Monday, March 16, 2015

Cream cheese mousse with passion fruit cream


 My friend came to stay with me last weekend, and you can doubt ^^ what we did, haha.
We baked a lot and had a good time, I love to have someone baking with me, it's fun. But when baking with my friend I forgot to take the how-to photo ^^". When eating this dessert, it's so delicious that I want to share the recipe with you. Anyway,I think that you won't have any problem as it's not hard to make.  
Cream cheese goes well with slightly tangy taste of passion fruit, I choose the passion fruit puree with seeds, as black colour from it makes the passion cream cute. 
Ps.
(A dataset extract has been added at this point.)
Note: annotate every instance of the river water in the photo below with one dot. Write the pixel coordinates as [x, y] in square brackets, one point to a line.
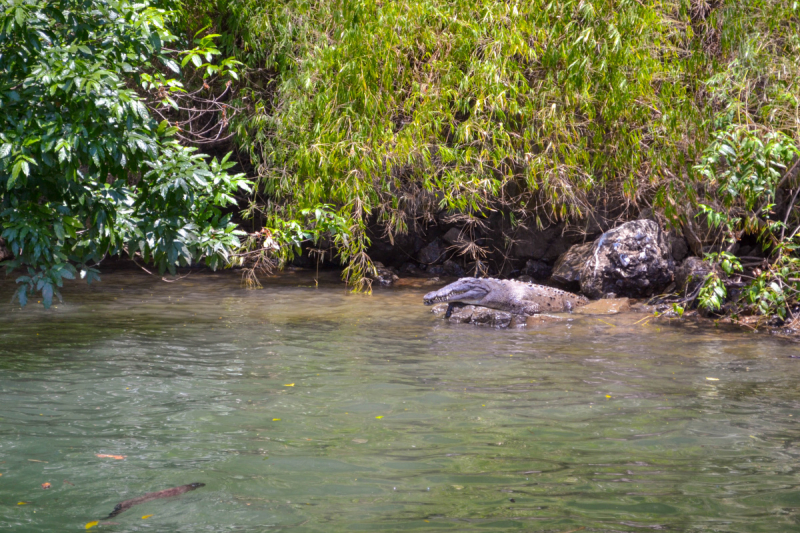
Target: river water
[306, 408]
Serve it cool from the fridge is recommended, it's very refreshing that way ^^. 




 Cream cheese mousse with passion fruit cream
Make 8 (5.5x7cm)



Crumble 
65g ....................... Unsalted butter
63g ....................... Icing sugar
63g ....................... Almond powder
63g ....................... Cake flour
.............................. Pinch of salt

Cheese mousse
5g ......................... Gelatine powder
30g ....................... Water
135g ..................... Whipping cream
100g ..................... Italian meringue
270g ..................... Cream cheese, soft
1g ......................... Lemon zest

-Italian meringue-
72g ....................... Egg whites
126g ..................... Granulated sugar
30g ....................... Water

Cream passion
55g ..................... Egg
63g ..................... Granulated sugar
58g ..................... Passion fruit puree (with seeds)
80g ..................... Unsalted butter, soft, cut into small pieces
............................ Pinch of salt

Make the crumble:
Mix all the ingredients together with fingertips until small crumbs formed, press together to crate large crumbs. Line the baking pan with baking paper and put the crumble onto the pan, refrigerate for 30 minutes.
Preheat the oven to 200C.
When the crumble is ready, put in the oven and reduce the temperature to 160C.
Bake for 25 minutes or until golden brown. Set aside.

Make Cream passion:
Put all the ingredients except the butter into a saucepan, whisk until combine. Place the saucepan over low heat, whisk all the time until the temperature reach 82C. Remove from the heat, gradually add the butter, and whisk until fully combine.
Place the plastic warp directly over the cream and let it cool to room temperature.

Make the cheese mousse:
Put the water in a microwavable cup, sprinkle the gelatine powder over the water and let it soften while processing other step.
Put the cream cheese into a bowl and beat until smooth (place the cream cheese bowl over a bowl of hot water, will make it soften quickly). 
Heat the gelatine mixture in the microwave for 30 seconds (low powder) or until melt.
Pour the gelatine mixture into the cream cheese bowl and beat until fully combine.
Make the Italian meringue following this method.
Whip the whipping cream until soft peaks formed.
Fold 100g of Italian meringue into the cheese mixture, then fold the whipped cream into the cheese mixture.
Pipe cream cheese mousse into cups only half way, then pipe the cream passion, repeat the process.
Refrigerate for 3-4 hours or until firm.
Decorate the top of the mousse with crumble and dark chocolate before serving.